Modulating the metabolism by trimetazidine enhances myoblast differentiation and promotes myogenesis in cachectic tumor-bearing c26 mice

Abstract

Trimetazidine (TMZ) is a metabolic reprogramming agent able to partially inhibit mitochondrial free fatty acid β-oxidation while enhancing glucose oxidation. Here we have found that the metabolic shift driven by TMZ enhances the myogenic potential of skeletal muscle progenitor cells leading to MyoD, Myogenin, Desmin and the slow isoforms of troponin C and I over-expression. Moreover, similarly to exercise, TMZ stimulates the phosphorylation of the AMP-activated protein kinase (AMPK) and up-regulates the peroxisome proliferator-activated receptor gamma coactivator 1-α (PGC1α), both of which are known to enhance the mitochondrial biogenesis necessary for myoblast differentiation. TMZ also induces autophagy which is required during myoblast differentiation and promotes myoblast alignment which allows cell fusion and myofiber formation. Finally, we found that intraperitoneally administered TMZ (5mg/kg) is able to stimulate myogenesis in vivo both in a mice model of cancer cachexia (C26 mice) and upon cardiotoxin damage. Collectively, our work demonstrates that TMZ enhances myoblast differentiation and promotes myogenesis, which might contribute recovering stem cell blunted regenerative capacity and counteracting muscle wasting, thanks to the formation of new myofibers; TMZ is already in use in humans as an anti-anginal drug and its repositioning might impact significantly on aging and regeneration-impaired disorders, including cancer cachexia, as well as have implications in regenerative medicine.

Keywords: C26 mice; cachexia; metabolism; myogenesis; trimetazidine.

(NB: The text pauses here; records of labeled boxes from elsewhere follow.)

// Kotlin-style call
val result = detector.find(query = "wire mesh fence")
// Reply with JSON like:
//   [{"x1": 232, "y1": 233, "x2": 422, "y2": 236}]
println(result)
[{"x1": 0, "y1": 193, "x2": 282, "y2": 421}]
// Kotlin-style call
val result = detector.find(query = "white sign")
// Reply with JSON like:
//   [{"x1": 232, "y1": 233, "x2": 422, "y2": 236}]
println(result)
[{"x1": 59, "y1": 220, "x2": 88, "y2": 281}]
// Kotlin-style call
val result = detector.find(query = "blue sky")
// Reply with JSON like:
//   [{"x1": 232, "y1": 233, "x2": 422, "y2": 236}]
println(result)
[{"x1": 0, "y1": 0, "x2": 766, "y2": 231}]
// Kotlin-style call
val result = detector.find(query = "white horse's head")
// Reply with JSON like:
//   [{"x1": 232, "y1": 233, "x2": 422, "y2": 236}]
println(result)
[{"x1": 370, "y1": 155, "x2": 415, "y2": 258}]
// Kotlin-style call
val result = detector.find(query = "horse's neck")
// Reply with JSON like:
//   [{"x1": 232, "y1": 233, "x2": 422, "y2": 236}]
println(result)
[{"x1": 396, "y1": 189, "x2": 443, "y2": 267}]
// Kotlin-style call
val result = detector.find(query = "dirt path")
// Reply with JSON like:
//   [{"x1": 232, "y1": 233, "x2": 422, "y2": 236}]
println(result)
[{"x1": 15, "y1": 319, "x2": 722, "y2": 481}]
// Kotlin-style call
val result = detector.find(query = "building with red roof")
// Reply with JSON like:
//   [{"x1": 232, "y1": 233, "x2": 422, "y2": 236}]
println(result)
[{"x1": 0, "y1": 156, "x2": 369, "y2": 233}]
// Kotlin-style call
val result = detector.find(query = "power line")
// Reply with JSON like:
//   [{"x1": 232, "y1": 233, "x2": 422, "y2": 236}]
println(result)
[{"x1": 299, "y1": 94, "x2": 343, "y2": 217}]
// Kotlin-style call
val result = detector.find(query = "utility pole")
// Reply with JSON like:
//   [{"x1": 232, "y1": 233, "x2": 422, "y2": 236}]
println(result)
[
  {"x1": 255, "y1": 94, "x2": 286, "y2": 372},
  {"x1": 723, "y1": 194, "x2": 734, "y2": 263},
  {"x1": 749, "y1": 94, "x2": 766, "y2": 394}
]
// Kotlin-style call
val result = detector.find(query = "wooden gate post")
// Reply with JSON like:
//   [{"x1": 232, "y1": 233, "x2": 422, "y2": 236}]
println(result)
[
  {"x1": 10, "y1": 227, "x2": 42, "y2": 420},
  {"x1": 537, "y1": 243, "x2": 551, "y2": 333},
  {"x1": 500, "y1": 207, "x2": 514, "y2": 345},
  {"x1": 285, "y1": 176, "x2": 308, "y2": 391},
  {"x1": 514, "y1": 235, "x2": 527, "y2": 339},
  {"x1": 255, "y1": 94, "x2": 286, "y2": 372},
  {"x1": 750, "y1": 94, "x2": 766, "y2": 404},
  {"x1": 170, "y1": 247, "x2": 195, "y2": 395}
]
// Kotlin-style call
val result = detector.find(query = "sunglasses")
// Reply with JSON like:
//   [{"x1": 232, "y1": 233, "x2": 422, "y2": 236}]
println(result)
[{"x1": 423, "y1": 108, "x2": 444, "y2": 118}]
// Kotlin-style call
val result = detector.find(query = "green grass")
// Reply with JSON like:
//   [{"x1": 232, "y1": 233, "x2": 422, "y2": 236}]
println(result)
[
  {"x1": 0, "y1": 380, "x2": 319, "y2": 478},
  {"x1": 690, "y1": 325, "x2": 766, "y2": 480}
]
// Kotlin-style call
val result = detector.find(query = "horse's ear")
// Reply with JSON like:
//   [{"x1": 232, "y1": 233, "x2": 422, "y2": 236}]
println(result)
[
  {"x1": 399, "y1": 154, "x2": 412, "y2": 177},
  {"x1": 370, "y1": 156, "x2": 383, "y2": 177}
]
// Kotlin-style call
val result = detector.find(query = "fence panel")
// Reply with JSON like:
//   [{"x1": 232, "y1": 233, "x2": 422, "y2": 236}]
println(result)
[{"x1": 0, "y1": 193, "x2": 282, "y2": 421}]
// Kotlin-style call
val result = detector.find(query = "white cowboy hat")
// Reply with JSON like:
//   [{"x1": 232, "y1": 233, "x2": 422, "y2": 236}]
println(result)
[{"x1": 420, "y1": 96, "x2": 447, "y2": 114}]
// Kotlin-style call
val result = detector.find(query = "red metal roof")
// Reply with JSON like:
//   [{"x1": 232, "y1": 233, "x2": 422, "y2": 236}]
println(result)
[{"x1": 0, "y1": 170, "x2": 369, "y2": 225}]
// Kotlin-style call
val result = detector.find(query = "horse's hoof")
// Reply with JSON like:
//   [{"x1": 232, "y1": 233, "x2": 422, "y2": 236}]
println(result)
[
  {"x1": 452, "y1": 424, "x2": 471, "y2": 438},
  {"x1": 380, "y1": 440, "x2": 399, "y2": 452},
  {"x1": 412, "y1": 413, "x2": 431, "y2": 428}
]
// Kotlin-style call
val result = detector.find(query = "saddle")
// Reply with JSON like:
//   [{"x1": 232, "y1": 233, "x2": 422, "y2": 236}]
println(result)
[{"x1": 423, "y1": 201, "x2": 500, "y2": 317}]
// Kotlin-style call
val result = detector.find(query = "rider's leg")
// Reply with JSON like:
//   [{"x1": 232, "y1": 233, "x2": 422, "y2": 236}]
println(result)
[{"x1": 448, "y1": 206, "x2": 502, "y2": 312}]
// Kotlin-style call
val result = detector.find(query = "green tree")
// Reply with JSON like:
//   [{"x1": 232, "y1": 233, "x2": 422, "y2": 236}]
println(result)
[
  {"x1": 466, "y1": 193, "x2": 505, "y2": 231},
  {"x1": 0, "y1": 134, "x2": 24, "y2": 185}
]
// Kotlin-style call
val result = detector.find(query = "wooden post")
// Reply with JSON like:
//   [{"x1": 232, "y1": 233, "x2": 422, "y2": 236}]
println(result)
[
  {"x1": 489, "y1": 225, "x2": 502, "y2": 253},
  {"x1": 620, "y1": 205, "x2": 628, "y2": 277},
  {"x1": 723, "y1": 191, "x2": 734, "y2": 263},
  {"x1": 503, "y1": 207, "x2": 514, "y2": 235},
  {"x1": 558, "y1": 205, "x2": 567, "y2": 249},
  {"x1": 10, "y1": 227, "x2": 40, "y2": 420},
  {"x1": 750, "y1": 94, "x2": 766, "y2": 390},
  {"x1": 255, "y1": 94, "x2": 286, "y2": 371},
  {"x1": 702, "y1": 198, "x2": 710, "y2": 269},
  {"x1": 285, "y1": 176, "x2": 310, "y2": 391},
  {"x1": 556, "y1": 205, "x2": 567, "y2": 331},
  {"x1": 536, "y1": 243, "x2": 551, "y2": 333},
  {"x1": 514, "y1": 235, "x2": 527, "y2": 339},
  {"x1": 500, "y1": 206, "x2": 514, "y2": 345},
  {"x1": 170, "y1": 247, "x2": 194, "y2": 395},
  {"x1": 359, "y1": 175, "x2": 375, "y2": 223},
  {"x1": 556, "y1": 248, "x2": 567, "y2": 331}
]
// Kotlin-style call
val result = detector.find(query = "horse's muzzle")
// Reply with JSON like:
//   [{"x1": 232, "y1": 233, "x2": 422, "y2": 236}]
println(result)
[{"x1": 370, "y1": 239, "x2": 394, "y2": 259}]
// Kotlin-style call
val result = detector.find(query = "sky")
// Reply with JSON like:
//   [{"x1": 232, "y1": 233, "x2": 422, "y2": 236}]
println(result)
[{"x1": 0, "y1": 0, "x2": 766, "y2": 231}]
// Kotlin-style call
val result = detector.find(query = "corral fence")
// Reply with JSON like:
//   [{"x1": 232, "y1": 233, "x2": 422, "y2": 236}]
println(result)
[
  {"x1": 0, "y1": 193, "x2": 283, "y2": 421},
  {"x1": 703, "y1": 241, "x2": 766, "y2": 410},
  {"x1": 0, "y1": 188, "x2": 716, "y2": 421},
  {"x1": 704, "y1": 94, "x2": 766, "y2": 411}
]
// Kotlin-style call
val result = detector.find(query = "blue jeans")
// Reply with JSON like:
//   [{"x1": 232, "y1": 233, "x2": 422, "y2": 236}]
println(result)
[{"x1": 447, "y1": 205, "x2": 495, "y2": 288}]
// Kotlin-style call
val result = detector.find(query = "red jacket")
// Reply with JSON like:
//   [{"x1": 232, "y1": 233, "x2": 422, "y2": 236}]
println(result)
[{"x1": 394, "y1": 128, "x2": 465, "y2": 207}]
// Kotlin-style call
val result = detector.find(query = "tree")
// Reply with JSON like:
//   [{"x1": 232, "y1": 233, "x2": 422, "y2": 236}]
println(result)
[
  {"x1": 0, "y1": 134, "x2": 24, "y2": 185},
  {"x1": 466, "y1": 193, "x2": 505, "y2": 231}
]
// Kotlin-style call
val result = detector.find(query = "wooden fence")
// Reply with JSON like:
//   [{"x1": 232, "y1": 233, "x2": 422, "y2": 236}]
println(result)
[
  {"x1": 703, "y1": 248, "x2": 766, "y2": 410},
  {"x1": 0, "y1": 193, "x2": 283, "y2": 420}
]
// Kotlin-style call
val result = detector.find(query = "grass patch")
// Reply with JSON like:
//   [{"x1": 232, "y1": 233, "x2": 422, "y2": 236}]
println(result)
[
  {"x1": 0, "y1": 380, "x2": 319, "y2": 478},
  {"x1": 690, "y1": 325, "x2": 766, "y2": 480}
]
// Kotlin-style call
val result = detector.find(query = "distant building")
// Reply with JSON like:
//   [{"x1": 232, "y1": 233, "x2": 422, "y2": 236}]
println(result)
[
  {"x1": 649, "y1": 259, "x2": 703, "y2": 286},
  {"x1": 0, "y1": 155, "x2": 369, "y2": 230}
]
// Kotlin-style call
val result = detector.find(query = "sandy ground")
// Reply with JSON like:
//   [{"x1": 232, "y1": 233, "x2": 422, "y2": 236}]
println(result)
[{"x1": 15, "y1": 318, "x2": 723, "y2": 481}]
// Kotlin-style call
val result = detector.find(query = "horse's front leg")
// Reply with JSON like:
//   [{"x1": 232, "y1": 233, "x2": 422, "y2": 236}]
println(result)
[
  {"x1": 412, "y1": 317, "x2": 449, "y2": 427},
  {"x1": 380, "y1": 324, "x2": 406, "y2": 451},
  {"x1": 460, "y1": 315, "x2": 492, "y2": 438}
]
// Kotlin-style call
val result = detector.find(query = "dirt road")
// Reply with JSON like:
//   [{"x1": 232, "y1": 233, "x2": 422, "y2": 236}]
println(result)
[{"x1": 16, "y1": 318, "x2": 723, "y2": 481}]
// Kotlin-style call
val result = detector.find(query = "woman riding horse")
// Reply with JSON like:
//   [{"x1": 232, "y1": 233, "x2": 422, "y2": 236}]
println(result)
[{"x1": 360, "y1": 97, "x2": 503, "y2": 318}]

Figure 1. TMZ enhances C2C12 skeletal myoblast differentiation

(A) Representative pictures of C2C12 myoblasts differentiating for 48 hours in differentiating medium (DM) in the absence (Ctrl) or presence (TMZ) of different concentrations of TMZ and then stained with anti-MyHC antibody (green) and DAPI (blue) for nuclei detection. Quantification of fusion index after these treatments is shown in the histogram on the right. At least 30 fields were analyzed for each condition in four independentexperiments. Data are mean ± s.e.m. ^***p ≤ 0.005 by two-tailed Student’s t-test. Scale bar: 150 μm. (B) Representative pictures of C2C12 myoblasts differentiating for 72 hours in DM in the absence (Ctrl) or presence (TMZ) of TMZ. The higher level of fusion with TMZ is highlighted by the enlargement of the red labeled area. Scale bar: 100 μm.

Figure 2. Myogenic genes are overexpressed upon TMZ treatment

(A) The mRNA levels of MyoD, Myogenin, Desmin and MyHC, were evaluated by quantitative real time PCR in C2C12 differentiating (for 24, 48 and 72 hours in DM) myoblasts treated (TMZ) or not (Ctrl) with 1 μM or 5 μM TMZ. Data were normalized to 18S used as internal control. Data display the percentage of mRNAs relative to untreated cells (24h in DM), which was arbitrarily set as 1. Data shown are the mean ± s.e.m. from three experiments each performed in triplicate. ^*p ≤ 0.05, ^**p ≤ 0.01 and ^***p≤ 0.005 by two-tailed Student’s t-test. (B) Representative pictures of C2C12 myoblasts differentiating for 8 hours in DM in the absence (Ctrl) or presence of 5μM TMZ (TMZ) and then stained to detect MyoD (green) and nuclei (DAPI, blue). Five experiments were performed. Scale bar: 75 μm. (C) Representative pictures of C2C12 myoblasts differentiating for 48 hours in DM in the absence (Ctrl) or presence of 5μM TMZ and then stained to detect Myogenin (red), MyHC (green) and nuclei (DAPI, blue). Five experiments were performed. Scale bar: 75 μm.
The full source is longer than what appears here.